2) Узников помещали в концентрационные лагеря на неопределенное время и они находились в полном неведении относительно своей будущей судьбы.
3) Кроме вышеупомянутого жестокого обращения, узники испытывали чрезвычайные физические и психические страдания, и смертность среди них была очень высокой. Из-за большой продолжительности рабочего дня и перекличек оставалось часто не более шести часов на сон в переполненных бараках.
«Гигиеническое состояние было ужасным повсюду», – говорится в датском исследовании истощения и его последствий. – «Речь идет о состоянии туалетов, уборке помещений, как общих, так и индивидуальных… Пища часто была испорченной или загрязненной… В основном лагерная еда состояла из супа из корнеплодов и бутерброда из грубого ржаного хлеба с примесью соломы с маленьким кусочком маргарина и колбасы. Пища содержала в среднем около 1000 калорий и 30 г протеина (из них только 2 г животного протеина). В санчасти не было даже самого необходимого для оказания медицинской помощи – ни лекарств, ни инструментов, ни перевязочных материалов, ни коек, ни персонала. К этому следует добавить абсурдную точку зрения руководства СС на болезнь как саботаж против труда в концлагере» (17[15], с. 1218).
Организация лагерей носила особый характер. Сформулированные выше «цели концентрационных лагерей» оказывали воздействие, как на заключенных, так и на охранников.
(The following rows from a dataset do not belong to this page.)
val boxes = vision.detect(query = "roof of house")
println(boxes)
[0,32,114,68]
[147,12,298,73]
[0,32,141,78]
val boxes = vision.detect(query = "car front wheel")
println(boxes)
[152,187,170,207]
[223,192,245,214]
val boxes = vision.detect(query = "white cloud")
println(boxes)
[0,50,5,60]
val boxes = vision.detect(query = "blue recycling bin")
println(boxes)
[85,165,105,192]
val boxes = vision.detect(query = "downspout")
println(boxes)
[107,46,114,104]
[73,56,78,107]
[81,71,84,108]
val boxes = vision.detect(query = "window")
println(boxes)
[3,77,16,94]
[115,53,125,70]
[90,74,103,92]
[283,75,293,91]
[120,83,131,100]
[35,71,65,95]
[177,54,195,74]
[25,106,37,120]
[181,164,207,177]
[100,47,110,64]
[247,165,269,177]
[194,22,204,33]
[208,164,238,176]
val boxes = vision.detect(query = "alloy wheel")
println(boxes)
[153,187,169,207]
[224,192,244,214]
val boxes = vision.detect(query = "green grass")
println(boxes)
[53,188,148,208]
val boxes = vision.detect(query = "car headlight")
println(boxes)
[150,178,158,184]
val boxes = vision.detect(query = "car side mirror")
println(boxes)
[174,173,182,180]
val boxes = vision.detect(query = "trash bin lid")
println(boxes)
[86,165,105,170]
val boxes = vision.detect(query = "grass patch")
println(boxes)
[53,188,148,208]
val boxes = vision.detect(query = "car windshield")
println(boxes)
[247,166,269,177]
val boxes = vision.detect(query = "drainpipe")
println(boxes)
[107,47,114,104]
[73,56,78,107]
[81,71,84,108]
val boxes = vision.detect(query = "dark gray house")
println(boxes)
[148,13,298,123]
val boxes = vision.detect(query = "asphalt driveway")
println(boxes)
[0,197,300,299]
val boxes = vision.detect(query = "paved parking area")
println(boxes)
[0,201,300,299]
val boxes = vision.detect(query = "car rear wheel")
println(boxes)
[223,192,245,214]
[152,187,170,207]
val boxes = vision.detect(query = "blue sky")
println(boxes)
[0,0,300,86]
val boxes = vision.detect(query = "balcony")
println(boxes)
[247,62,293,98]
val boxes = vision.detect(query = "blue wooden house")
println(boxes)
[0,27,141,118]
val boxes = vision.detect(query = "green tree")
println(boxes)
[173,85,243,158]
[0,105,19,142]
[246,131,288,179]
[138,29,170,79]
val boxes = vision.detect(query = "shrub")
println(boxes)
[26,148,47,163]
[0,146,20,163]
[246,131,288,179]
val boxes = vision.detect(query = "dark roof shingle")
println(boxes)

а) на ОХРАННИКОВ: в силу возложенных на них задач у них складывались более дистанцированные отношения с заключенными, чем в норвежских тюрьмах в мирное время. Их главная задача состояла не в руководстве рабочим процессом или подаче примера для заключенных, а том, чтобы заставить их как можно больше работать. Этому способствовала также огромная численность узников.
Охранники в концлагерях держались в стороне от общей массы заключенных и старались иметь прикрытый тыл. Система охраны и администрации имела авторитарную организацию.
б) на ЗАКЛЮЧЕННЫХ: ряд вышеупомянутых моментов и «цели концлагеря» способствовали упрочению внутреннего самоуправления в лагере. Почти везде заключенные имели лагерный актив – старшего надзирателя, старшего по кухне, по санчасти, старшего каждого барака, бригадиров рабочих отрядов, начальников лагерной полиции и т. д. Такая специфическая организация немцами лагеря открывает интересные перспективы и вполне могла бы стать темой отдельного социологического исследования.
Возникает вопрос о том, какое воздействие такая система оказывала на заключенных. Мы попытаемся сначала воссоздать физические последствия, а затем более подробно остановимся на последствиях психологических.